WASHINGTON — The Trump administration moved Monday to end protected status for migrants who came to the US from Honduras and Nicaragua — offering a plane ticket and a $1,000-per-person “exit bonus” to anyone who self-deports immediately.
Temporary legal status for Hondurans and Nicaraguans to emigrate and receive work permits grew out of Washington’s humanitarian response to Hurricane Mitch, which struck both countries in the fall of 1998, killing almost 7,300 people.
“Temporary Protected Status was designed to be just that — temporary,” Homeland Security Secretary Kristi Noem said in a statement, adding that Honduras and Nicaragua had “taken all the necessary steps” to recover from the massive storm.
Around 72,000 migrants from Honduras and 4,000 migrants from Nicaragua currently live in the US under the protected status.
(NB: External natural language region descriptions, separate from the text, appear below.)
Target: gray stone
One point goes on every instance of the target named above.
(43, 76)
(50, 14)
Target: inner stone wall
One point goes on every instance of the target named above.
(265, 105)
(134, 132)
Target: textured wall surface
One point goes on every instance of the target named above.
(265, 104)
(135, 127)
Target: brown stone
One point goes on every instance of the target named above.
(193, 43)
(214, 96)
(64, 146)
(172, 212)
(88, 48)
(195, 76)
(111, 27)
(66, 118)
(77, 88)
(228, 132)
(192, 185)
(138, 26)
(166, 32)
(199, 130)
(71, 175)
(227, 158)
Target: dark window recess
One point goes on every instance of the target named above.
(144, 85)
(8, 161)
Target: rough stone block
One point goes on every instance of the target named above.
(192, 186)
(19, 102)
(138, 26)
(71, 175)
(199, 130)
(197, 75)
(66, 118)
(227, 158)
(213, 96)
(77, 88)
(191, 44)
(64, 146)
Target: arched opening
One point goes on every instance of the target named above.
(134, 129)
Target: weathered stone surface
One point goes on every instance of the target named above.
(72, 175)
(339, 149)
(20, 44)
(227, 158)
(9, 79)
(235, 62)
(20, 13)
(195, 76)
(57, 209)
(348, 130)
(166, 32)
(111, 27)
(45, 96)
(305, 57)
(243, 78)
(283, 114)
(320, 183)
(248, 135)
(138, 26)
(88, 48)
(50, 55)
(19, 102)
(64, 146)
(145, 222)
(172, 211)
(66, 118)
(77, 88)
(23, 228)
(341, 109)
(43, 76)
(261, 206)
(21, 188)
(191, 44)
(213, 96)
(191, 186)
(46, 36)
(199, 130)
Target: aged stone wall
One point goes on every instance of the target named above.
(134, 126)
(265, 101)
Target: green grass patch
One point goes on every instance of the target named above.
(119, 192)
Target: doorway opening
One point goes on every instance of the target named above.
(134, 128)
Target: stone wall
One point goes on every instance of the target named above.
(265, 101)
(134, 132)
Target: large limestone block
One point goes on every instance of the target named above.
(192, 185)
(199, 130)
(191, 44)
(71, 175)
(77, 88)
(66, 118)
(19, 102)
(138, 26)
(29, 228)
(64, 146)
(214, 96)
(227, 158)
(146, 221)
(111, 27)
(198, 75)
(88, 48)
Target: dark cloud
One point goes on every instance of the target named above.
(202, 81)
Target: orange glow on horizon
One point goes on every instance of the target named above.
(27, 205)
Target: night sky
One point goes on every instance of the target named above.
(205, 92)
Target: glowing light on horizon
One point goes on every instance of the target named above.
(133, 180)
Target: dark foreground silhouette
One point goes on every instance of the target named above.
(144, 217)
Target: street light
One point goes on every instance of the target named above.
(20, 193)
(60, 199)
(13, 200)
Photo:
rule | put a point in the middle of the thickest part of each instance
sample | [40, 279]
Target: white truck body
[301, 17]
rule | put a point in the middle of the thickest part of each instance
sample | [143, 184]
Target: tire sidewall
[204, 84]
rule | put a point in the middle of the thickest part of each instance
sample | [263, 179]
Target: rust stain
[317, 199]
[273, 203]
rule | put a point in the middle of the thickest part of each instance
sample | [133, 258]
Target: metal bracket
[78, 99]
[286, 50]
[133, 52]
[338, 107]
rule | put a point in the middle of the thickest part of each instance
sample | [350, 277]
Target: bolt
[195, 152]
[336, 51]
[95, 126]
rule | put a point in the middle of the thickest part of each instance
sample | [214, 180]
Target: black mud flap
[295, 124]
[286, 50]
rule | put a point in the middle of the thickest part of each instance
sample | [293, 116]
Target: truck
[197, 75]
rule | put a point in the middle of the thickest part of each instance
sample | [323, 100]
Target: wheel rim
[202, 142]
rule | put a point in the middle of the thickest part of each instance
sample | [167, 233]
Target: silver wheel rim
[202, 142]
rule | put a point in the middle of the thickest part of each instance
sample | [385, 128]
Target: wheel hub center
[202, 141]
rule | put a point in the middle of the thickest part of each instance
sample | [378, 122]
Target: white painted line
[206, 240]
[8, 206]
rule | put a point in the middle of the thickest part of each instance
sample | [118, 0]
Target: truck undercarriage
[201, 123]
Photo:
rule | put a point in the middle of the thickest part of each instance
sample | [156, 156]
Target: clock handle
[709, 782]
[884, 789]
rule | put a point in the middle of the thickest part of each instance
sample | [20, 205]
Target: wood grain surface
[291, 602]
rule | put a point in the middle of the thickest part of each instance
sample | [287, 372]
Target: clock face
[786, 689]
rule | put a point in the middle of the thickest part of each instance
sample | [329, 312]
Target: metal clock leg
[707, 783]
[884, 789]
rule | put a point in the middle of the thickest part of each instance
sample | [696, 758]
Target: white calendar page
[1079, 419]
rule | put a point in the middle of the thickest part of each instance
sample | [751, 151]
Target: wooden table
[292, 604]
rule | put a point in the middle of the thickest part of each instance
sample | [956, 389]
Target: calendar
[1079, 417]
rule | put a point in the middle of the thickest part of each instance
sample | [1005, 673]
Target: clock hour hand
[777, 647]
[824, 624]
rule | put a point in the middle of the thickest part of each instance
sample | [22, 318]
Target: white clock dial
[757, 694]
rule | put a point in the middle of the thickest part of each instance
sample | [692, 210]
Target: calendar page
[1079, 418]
Noem noted that the removal of the temporary legal status was in compliance with the law signed by former President George H.W. Bush that had initially authorized the protections in 18-month stints.
Termination of the temporary protections will take effect Sept. 3.
Migrants will be able to self-deport with a taxpayer-funded plane ticket and $1,000 incentive via the US Customs and Border Protection’s CBP Home App, the inverse of the Biden’s administration’s CBP One that let almost million asylum seekers into the country.
Noem earlier sought to eliminate temporary legal status for Haitians and Venezuelans as well, but federal judges blocked both moves, shielding up to 850,000 from being vulnerable to immigration removals.
In May, the Supreme Court overruled the San Francisco judge who paused the Venezuelan deportations, clearing the way for up to 350,000 to leave the US and more temporary protected status designations to be yanked.
Days before leaving office, Biden’s Department of Homeland Security postponed the deportation of nearly 1 million migrants from Sudan, Ukraine, El Salvador and Venezuela — the last of which became a breeding ground for members of the vicious gang Tren de Aragua — until 2026.
President Trump had scrapped the program during his first term and expelled around 400,000 migrants before being bogged down by legal challenges.